One of the directors considered that his role was to act as the company’s representative or liaison officer and that, accordingly, he was not involved in its operations or regularly provided with management or financial information. He was found to have failed to take an active interest in the company.
HKEX’s announcement states useful lessons learnt(summarised below).
What you should know/do:
Internal controls issues
- An annual review by directors on its internal controls effectiveness is a minimum
- Significant changes in the company (e.g. commencing a new business) should prompt an immediate review
- Audit committee has a particular role to play, but all directors have a responsibility
“Director appointment as honorary/in name” only?
- Would NOT limit his duties at law and under the Listing Rules
(B) (Money lender/grant of loans) HKEX criticises CIL Holdings Limited’s 2 named executive directors (including its chairman; “EDs”) and directs them to undergo training. (Announcement; Statement of Disciplinary Action)
The company, a money lender, recorded substantial impairments in its 2019 annual results in relation to outstanding loans granted. Due to an absence of documentation (inter alia), its auditors were unable to obtain sufficient audit evidence to determine the appropriateness of the impairment losses and issued a qualified opinion.
It was found that the EDs failed to (i) take sufficient steps to safeguard the interests of the company, and (ii) ensure that it implemented and maintained adequate and effective internal controls in respect of the money lending business.
What you should know/do:
HKEX’s announcement specifically states that
- Particular care is required in relation to transactions involving substantial outflows or commitments of money
- Directors should ensure that proper records and documentation are kep
Internal controls deficiencies include
- EDs carried out credit assessments on the borrowers and relied on their own assessment of such financial position
- Did not follow company’s policy/procedures to obtain relevant documentation
- E.g. consumer credit reports from credit reference agencies to support their assessments
- Relied only on restrictions on dealing with the pledged assets in the relevant agreements, without executing mortgage deeds
Privacy Commissioner for Personal Data (“PCPD”)
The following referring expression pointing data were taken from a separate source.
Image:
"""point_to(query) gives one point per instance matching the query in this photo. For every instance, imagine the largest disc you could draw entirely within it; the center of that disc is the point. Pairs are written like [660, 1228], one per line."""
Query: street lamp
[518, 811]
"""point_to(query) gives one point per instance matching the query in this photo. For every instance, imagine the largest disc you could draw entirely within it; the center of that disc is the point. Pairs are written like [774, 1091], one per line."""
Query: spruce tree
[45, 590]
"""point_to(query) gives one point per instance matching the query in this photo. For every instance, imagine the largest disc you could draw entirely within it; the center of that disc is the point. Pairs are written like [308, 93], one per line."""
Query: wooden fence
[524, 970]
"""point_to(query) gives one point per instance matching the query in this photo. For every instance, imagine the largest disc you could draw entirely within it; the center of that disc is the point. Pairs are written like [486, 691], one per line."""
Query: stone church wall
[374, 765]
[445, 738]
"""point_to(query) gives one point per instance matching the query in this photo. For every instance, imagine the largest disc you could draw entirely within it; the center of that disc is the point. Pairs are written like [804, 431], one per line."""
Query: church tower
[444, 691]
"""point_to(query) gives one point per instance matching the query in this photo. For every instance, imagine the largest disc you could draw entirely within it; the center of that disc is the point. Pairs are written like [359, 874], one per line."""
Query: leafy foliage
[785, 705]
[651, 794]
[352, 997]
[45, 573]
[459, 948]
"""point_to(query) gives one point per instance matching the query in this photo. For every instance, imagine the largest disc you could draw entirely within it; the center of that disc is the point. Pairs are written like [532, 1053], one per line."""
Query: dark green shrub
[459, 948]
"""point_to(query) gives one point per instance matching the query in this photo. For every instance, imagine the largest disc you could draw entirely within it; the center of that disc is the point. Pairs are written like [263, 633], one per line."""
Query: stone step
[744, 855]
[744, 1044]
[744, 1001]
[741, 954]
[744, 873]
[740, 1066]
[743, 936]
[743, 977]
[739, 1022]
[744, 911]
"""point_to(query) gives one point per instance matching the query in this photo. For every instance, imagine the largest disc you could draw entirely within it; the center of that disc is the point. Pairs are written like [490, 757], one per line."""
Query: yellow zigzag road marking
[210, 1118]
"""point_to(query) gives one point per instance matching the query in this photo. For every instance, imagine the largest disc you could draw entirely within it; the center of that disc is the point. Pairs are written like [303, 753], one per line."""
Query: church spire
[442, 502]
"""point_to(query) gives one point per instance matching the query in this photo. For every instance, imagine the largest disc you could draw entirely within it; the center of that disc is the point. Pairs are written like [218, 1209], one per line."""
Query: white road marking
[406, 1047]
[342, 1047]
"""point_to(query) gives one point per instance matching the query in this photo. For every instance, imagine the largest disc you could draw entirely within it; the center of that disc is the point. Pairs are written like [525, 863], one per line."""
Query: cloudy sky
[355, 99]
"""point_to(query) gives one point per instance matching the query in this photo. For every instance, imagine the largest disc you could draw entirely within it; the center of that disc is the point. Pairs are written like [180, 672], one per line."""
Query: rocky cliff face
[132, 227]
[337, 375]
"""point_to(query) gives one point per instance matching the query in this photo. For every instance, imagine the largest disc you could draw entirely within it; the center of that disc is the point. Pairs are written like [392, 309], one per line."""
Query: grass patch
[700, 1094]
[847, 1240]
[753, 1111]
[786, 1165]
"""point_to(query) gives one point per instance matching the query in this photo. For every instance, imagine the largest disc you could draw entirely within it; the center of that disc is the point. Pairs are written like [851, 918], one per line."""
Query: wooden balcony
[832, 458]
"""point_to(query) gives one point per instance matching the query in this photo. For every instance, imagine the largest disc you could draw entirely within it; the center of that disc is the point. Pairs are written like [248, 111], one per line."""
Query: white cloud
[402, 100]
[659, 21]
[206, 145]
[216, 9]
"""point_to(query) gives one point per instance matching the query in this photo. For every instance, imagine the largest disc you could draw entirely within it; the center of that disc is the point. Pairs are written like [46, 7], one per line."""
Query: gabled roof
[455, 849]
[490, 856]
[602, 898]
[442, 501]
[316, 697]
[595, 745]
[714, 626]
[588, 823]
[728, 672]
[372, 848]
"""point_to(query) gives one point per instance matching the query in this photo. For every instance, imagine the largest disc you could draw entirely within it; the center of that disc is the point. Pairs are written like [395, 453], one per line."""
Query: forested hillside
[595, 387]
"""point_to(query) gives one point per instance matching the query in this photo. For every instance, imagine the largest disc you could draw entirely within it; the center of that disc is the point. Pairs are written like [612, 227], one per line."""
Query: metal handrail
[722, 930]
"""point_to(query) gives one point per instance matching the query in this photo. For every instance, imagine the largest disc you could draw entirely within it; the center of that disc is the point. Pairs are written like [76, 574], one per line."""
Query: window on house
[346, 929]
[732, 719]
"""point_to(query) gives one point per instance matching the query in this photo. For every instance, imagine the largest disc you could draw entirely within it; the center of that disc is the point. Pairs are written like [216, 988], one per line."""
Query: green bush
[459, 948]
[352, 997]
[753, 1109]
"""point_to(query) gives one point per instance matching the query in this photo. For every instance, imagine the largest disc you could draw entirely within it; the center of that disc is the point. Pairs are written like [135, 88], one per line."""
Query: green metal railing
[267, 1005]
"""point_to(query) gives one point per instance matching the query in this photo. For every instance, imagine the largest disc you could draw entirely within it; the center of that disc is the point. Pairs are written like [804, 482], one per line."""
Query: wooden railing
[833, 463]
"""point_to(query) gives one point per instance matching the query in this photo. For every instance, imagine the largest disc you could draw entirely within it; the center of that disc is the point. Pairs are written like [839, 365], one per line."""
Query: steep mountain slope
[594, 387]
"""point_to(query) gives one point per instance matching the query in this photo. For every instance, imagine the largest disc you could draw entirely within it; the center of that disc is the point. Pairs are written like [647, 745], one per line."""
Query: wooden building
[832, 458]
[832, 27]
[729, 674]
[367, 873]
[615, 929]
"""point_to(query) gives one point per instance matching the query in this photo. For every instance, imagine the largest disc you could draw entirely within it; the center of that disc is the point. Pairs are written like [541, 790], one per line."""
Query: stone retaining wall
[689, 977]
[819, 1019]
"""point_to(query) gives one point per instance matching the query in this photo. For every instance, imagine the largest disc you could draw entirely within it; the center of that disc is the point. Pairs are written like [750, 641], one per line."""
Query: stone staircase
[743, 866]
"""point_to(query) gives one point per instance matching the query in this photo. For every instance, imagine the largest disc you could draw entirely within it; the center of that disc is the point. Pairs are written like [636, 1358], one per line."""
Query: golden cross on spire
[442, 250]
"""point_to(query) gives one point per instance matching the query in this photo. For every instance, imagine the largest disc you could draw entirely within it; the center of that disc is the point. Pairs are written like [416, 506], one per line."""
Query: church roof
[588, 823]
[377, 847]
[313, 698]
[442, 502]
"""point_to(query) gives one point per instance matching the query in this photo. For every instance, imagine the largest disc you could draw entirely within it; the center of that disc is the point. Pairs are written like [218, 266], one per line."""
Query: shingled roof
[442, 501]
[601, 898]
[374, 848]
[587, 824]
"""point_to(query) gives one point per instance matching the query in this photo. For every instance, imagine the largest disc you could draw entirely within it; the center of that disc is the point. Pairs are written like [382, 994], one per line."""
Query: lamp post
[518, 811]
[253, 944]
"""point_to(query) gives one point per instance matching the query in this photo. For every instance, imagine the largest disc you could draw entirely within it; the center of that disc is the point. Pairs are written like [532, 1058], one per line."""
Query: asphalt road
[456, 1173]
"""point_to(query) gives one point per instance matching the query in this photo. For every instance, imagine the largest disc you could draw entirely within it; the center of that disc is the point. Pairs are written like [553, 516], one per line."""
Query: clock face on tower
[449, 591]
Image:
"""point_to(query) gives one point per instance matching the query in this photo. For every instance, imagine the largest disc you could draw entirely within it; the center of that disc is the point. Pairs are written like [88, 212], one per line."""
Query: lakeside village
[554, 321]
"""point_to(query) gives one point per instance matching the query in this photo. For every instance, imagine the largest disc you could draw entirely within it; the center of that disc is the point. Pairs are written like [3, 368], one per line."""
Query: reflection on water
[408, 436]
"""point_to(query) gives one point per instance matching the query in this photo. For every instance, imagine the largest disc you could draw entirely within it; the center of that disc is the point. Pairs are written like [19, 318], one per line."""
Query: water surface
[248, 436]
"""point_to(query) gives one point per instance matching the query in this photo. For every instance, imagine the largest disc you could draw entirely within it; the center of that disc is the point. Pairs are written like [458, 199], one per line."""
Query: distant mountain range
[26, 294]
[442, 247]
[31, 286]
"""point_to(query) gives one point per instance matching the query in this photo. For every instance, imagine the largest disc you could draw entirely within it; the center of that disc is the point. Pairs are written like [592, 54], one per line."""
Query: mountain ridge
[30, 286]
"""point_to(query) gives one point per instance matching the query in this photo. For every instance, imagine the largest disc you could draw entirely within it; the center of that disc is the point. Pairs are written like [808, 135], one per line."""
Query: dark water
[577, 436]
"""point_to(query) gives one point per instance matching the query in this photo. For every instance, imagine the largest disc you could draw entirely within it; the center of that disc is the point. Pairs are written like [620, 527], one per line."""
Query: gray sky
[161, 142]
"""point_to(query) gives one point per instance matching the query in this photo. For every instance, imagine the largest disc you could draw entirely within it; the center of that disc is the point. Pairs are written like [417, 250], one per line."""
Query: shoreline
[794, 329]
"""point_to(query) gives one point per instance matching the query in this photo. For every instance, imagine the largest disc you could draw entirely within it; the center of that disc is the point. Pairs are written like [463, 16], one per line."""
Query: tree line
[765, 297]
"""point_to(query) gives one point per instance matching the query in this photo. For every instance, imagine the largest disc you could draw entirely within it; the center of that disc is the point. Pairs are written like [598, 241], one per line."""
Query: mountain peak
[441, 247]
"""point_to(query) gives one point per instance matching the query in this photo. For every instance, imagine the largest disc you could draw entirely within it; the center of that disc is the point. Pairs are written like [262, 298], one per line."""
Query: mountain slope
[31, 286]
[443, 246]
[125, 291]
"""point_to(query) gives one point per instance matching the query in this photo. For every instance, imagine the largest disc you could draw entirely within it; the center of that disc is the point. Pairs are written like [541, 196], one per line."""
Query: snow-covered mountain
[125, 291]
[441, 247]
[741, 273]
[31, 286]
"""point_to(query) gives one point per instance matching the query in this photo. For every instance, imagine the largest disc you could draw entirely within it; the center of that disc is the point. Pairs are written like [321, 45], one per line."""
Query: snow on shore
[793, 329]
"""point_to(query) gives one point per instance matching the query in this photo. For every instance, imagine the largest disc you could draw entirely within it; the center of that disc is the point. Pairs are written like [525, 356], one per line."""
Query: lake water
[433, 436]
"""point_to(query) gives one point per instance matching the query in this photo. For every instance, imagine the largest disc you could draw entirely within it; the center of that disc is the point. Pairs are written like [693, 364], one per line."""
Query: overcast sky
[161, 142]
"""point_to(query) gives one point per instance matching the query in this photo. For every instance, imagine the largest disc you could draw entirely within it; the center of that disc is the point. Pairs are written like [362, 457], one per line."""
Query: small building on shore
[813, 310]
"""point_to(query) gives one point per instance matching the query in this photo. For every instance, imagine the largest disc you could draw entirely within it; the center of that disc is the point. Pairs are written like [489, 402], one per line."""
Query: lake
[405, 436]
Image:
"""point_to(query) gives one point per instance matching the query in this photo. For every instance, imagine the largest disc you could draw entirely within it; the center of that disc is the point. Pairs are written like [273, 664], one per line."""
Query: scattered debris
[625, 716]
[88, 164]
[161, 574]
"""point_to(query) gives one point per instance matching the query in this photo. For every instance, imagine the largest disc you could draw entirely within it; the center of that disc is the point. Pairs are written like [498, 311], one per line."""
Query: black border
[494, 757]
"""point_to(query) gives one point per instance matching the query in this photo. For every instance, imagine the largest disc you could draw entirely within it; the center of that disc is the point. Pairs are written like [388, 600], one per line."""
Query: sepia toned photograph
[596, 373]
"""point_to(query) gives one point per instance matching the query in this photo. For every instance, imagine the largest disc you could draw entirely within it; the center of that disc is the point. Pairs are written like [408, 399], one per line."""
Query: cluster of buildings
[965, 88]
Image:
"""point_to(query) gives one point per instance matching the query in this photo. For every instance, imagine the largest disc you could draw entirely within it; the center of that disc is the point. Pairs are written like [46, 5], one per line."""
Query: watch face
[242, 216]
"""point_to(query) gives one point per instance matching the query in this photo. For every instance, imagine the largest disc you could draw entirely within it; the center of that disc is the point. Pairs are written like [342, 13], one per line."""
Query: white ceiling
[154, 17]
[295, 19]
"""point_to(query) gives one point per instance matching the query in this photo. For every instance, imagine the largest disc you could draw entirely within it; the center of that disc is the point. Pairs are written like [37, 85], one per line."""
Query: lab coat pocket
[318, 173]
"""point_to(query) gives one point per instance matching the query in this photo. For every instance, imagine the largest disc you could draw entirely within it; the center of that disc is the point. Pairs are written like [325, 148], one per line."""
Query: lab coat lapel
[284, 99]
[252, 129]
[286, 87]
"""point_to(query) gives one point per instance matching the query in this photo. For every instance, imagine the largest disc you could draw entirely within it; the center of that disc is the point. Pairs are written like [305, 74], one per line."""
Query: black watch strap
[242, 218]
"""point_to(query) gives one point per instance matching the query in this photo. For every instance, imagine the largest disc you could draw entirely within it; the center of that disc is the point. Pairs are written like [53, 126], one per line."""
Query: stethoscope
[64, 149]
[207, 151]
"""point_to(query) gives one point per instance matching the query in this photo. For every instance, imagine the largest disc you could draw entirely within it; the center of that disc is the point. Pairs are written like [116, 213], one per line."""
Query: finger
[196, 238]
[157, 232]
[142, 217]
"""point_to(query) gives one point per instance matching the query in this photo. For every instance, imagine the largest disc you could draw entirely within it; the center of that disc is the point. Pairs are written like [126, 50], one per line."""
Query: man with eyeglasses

(ii) PCPD issued the “Guidance on Recommended Model Contractual Clauses for Cross-border Transfers of Personal Data” (“Guidance”) and provided 2 sets of Recommended Model Contractual Clauses (“RMCs”). (Press release, Guidance)
This is against the background of increasing digitalisation in the handling of personal data and globalisation of business operations in recent years. While s. 33 of the Personal Data (Privacy) Ordinance imposing restrictions on cross-border transfers of data is not yet in operation, the Guidance recommends the best practices to be adopted.
The RMCs are applicable to (i) cross-border transfers of personal data from a HK entity to another entity outside HK; or (ii) between 2 entities both being out of HK when the transfer is controlled by a HK data user.
(iii) PCPD laid charges in the first arrest case relating to “doxxing”. (Press Release)
This is the first arrest case in relation to the “doxxing” offence since the Personal Data (Privacy) (Amendment) Ordinance 2021 came into operation in Oct 2021, which introduced criminalisation.
Under the amendment ordinance, anyone who discloses the personal data without consent, whether recklessly or with intent to cause specified harm to the person or his or her family, such as harassment, molestation, pestering, threat, intimidation, bodily or psychological harm or damage to property, commits the offence of doxxing.
In this case, the defendant was suspected to have disclosed the personal data of two persons without their consents on a social media platform in Oct 2021, amid a money dispute. The personal data disclosed included names, mobile phone number, occupation, residential address and names of their employers.